To test this, we standardize our estimate:
\[ z = \frac{\hat\theta - 0}{SE(\hat\theta)} \]
Why do this?
- By the CLT, \(\hat\theta\) is approximately Normally distributed in large samples.
- Under the null hypothesis, that Normal distribution is centered at 0.
- If we divide by the standard error, we put the statistic on a standard scale, so under \(H_0\) the test statistic is approximately distributed as \(N(0,1)\).
- Once we know the null distribution, we can compute a p-value.

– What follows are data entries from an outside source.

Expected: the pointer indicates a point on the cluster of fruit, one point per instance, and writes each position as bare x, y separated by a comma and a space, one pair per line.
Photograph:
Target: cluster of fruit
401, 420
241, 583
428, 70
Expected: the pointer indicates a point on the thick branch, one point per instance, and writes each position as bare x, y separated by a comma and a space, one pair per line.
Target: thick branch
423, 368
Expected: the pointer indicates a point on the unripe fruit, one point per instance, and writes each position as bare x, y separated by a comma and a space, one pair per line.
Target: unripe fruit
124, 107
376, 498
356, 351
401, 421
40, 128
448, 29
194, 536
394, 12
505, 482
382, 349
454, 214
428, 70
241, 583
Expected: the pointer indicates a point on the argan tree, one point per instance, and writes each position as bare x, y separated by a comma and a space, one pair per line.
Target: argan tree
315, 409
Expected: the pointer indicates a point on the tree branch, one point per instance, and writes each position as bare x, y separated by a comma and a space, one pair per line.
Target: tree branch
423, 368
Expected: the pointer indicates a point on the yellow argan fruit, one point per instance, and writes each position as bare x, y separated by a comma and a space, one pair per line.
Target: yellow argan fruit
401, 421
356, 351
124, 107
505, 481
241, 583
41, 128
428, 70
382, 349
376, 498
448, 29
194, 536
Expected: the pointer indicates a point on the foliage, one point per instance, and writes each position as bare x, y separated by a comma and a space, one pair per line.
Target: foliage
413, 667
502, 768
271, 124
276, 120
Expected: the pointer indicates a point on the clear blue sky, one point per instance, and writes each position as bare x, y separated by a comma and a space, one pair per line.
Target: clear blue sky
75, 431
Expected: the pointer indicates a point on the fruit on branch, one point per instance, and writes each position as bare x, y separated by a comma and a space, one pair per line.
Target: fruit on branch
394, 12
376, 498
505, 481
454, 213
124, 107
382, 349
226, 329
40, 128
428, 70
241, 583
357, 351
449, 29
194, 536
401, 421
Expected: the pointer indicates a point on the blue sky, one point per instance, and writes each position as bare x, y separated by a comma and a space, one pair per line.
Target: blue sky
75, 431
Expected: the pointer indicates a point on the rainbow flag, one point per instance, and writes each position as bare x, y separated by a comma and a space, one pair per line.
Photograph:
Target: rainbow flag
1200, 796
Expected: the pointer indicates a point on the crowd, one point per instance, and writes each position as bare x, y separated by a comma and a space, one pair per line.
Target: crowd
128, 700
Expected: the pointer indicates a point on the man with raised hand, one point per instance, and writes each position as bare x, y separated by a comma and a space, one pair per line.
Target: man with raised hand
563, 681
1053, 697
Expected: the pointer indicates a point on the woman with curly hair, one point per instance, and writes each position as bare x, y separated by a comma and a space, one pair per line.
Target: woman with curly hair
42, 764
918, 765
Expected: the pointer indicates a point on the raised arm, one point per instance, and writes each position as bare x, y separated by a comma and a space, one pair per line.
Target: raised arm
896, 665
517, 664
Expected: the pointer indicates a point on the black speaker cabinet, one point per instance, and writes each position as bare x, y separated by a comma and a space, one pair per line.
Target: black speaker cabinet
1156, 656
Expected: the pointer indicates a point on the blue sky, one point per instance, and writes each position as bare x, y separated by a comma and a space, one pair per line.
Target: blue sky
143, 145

Although people sometimes casually call this a “t-test,” this setup is more naturally viewed as a large-sample z-test. The classical t-distribution arises from Normal data with an estimated variance. Here the outcomes are Bernoulli, not Normal, and the justification comes from the Central Limit Theorem. In large samples, though, the standard Normal and t distributions are very similar, so the practical conclusions are usually the same.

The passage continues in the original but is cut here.